It was decided to gather here for dinner with Mary & Steve so we could watch the Olympic Closing Ceremonies together. I was happy for this opportunity to cook for our friends, as I had a new cooking technique to try!

It was 97 degrees today in Portland, Oregon! We do have air conditioning and we use it at least once every two or three years. Today we used our air conditioning!

A few days ago, while reading one of my favorite food bloggers, The Wednesday Chef, I was intrigued by the method her Italian Mother uses for cooking meatballs. Instead of frying the meatballs, she simply plops them into a bubbling red sauce and leaves the meatballs, undisturbed, to cook. This means no messy frying step. No messy frying step? This idea made me a Happy Camper.

I did not use The Wednesday Chef’s (Luisa Weiss, who lives in Berlin, Germany)meatball recipe. I used my regular beef meatball recipe. I just wanted to test this cooking technique. Also, I did not make my own red sauce… I used two jars of Muir Glen Organic Tomato Basil sauce. As long as I’m confessing culinary sins, let me state: How did I get to be “of a certain age” and never learn of boiling meatballs? (Do you cook your meatballs this way?) Confessing more… Luisa’s Mother is Italian and writes Italians never eat meatballs over spaghetti. Luckily I am American, so can eat spaghetti & meatballs without shame.

I brought the two jars of sauce to a bubble and carefully dropped the balls, one-by-one, into the pot. The most difficult part is to let them simmer UNDISTURBED for 25 minutes. Luisa Weiss writes it is permitted to carefully shake the pot a bit, but RESIST THE URGE to stir.

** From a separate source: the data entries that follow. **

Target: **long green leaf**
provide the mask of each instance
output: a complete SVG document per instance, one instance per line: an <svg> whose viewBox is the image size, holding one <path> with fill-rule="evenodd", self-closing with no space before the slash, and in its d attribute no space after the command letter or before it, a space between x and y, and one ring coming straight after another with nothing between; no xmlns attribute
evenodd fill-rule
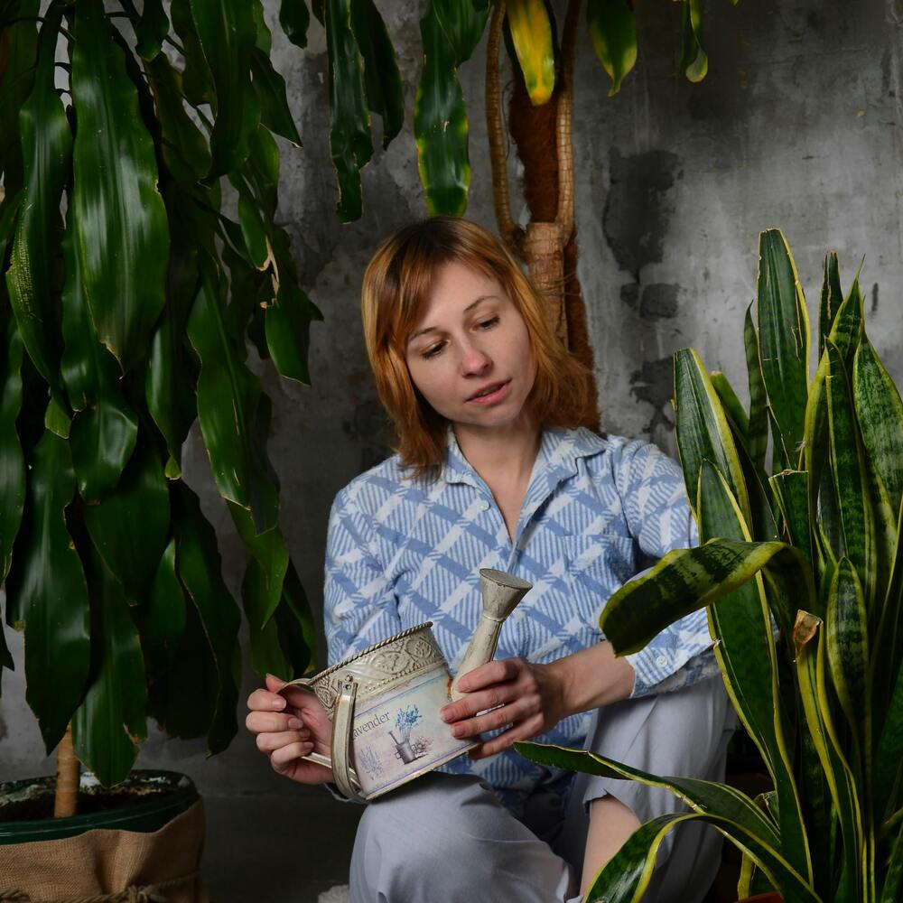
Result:
<svg viewBox="0 0 903 903"><path fill-rule="evenodd" d="M220 495L251 512L258 533L278 522L275 474L266 458L267 413L260 380L244 362L223 321L223 285L212 258L202 252L200 290L188 336L201 362L198 377L200 432Z"/></svg>
<svg viewBox="0 0 903 903"><path fill-rule="evenodd" d="M34 87L19 114L24 191L6 288L25 350L65 410L60 383L60 321L53 273L59 253L60 199L69 179L72 134L54 85L54 54L63 7L53 5L41 28Z"/></svg>
<svg viewBox="0 0 903 903"><path fill-rule="evenodd" d="M780 231L768 229L761 234L759 254L757 310L762 377L784 447L796 466L809 382L805 299Z"/></svg>
<svg viewBox="0 0 903 903"><path fill-rule="evenodd" d="M870 609L874 604L875 528L865 461L843 361L830 340L825 344L825 354L829 457L837 490L842 547L859 572L866 605Z"/></svg>
<svg viewBox="0 0 903 903"><path fill-rule="evenodd" d="M151 136L101 0L75 17L72 225L82 286L101 342L127 371L163 310L169 231Z"/></svg>
<svg viewBox="0 0 903 903"><path fill-rule="evenodd" d="M586 24L592 49L611 79L609 97L637 65L637 19L628 0L589 0Z"/></svg>
<svg viewBox="0 0 903 903"><path fill-rule="evenodd" d="M124 780L147 737L147 684L138 633L122 584L92 555L91 672L72 716L79 761L105 787Z"/></svg>
<svg viewBox="0 0 903 903"><path fill-rule="evenodd" d="M694 549L669 552L625 583L606 603L600 628L617 655L629 655L669 624L717 601L766 566L795 577L801 600L815 596L805 560L792 546L712 539Z"/></svg>
<svg viewBox="0 0 903 903"><path fill-rule="evenodd" d="M207 173L214 179L244 163L260 122L260 103L251 84L256 29L247 0L190 0L190 6L215 89L213 161Z"/></svg>
<svg viewBox="0 0 903 903"><path fill-rule="evenodd" d="M50 753L85 692L89 610L81 560L66 526L75 493L69 444L45 432L30 464L6 578L7 619L25 631L25 699Z"/></svg>
<svg viewBox="0 0 903 903"><path fill-rule="evenodd" d="M703 462L697 504L700 538L721 536L748 541L749 532L724 478ZM812 880L812 860L794 779L792 749L785 740L778 689L777 658L761 578L757 576L709 608L715 657L725 686L777 792L781 851L787 861Z"/></svg>
<svg viewBox="0 0 903 903"><path fill-rule="evenodd" d="M440 25L435 0L420 20L424 68L414 102L420 181L433 216L461 216L470 184L467 111L458 80L460 60Z"/></svg>
<svg viewBox="0 0 903 903"><path fill-rule="evenodd" d="M0 584L12 564L13 542L25 503L25 461L16 420L22 407L23 344L15 321L7 312L0 346Z"/></svg>
<svg viewBox="0 0 903 903"><path fill-rule="evenodd" d="M364 59L367 103L383 118L385 149L405 125L405 94L398 59L373 0L350 0L350 5L351 28Z"/></svg>
<svg viewBox="0 0 903 903"><path fill-rule="evenodd" d="M768 399L759 359L759 337L752 321L752 304L746 309L743 321L743 347L749 384L749 427L747 445L753 464L765 470L765 452L768 445Z"/></svg>
<svg viewBox="0 0 903 903"><path fill-rule="evenodd" d="M711 461L727 479L748 525L752 524L743 469L727 417L712 379L693 349L675 354L677 446L684 481L691 497L699 485L703 461Z"/></svg>
<svg viewBox="0 0 903 903"><path fill-rule="evenodd" d="M339 182L336 216L358 219L363 210L360 170L373 155L370 115L364 88L364 66L351 31L348 0L326 2L326 49L329 57L330 150Z"/></svg>
<svg viewBox="0 0 903 903"><path fill-rule="evenodd" d="M903 401L864 337L853 357L852 396L862 444L896 513L903 502Z"/></svg>

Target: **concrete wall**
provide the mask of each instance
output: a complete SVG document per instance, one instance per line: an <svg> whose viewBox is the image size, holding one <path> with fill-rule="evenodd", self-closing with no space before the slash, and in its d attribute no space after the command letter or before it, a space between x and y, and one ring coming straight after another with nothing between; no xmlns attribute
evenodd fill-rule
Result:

After 25 minutes, directions call for removing the pot from heat, covering and letting the meatballs rest for a bit. While the meatballs rested (and my illegal pasta boiled), we enjoyed pretty appetizers.

Little Snacks: Figs stuffed with blue cheese, watermelon with olive oil and black sea salt, cucumbers and radishes with dilled sour cream and capers.

When it came time to serve the meatballs, I was so pleased with how well they cooked in the tomato sauce! They were firm and retained their shape perfectly.

The flavor was rich. Nothing was lost by not frying the meatballs – except a big greasy mess. This means I will not hesitate to prepare meatballs in my RV kitchen – and you shouldn’t either.

I also may have made a little blueberry tart for our friends.

My meatball recipe will be posted soon. Until my next update, I remain, your bubbly correspondent.